Tuesday, February 8, 2022

Stars Under The Stars: It Happened In Cherry Hill!


Near the intersection of Brace Road and Bortons Mill Road in Cherry Hill sits a pagoda with a stylized roof. If you stand there, squint a bit and allow your imagination to roam free you may begin to see a colorful, three pole circus tent and some bright lights.
That tent stood at what is now Challenge Grove Park and under it, each night throughout the summer some of the greatest names in entertainment performed for audiences of up to 2,500. Stars like Milton Berle, Mickey Rooney, Diahann Carroll, Howard Keel, Don Ameche, Betty Grable, Angela Lansbury and Lee Remick appeared in Broadway musicals. And equally big names like Duke Ellington, Simon & Garfunkel, Smokey Robinson, Jose Feliciano, Ray Charles, The Four Seasons and the legendary Judy Garland appeared in concert. It all happened beneath the tent not far from where the pagoda now stands.
This was the Camden County Music Fair, a place that magically appeared for twelve weeks each summer presenting a new show every week in a makeshift theater-in-the-round with a recessed center stage that sat much like the center ring of the big top. The performers at these events were often hustled from their bare-bones dressing rooms up and down aisles and on and off the stage as acts and scenes changed. 
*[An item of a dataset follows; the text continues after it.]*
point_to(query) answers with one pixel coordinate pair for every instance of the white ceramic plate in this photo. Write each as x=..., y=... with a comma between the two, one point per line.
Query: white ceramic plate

The place was called Camden County Music Fair because it sat on county property but it was actually run by Music Fair Productions under the direction of  show biz impresarios Lee Guber, Shelly Gross and Frank Ford. At their peak, this triumvirate reportedly ran six tent operations along the east coast that hosted six companies. Each company would play a tent for a week and then move to another tent for a six week tour. While it was touring it would reherse a second show which it would do for the second half of a twelve week season. The dance and vocal chorus would be the same for the two shows, but the principals (the stars) would change. 
Judy in Cherry Hill, 1967
On Broadway, this was what was known as "summer stock" or the "straw hat 
circuit." The circuit began because Broadway theaters were once shuttered during the summer since they were not air conditioned. So, shows that were no longer on Broadway (but were still considered hits or classics) moved into the tents. It could get quite hot under the tent but at least you could reap the benefits of evening summer breezes. Still, if a thunderstorm came along, it could get dicey. But the show almost always went on.
As far as we can tell, the Camden County Music Fair operated from about the late 1950s up until the early 1970s. Eventually, Guber, Gross and Ford shuttered three tent theaters (including Camden County) and  enclosed their operations in Valley Forge, Westbury, NY and Shady Grove, Maryland. Those three permanent venues became what was left of Music Fair Productions. Now, they are gone as well. Today, at Challenge Grove Park you won't even find so much as a marker commemorating this once hustling attraction.
When Judy Garland appeared at the Music Fair in 1967 she was actually rehearsing what later became her comeback concert at New York's storied Palace Theater. Judy brought her son Joey and daughter Liza along and they performed on stage with their mom in Cherry Hill. After the show each night Judy was a regular at the bar at Henry's across from Garden State Park on Haddonfield Road. Two years later Judy was dead, the result of a drug overdose. She was 47.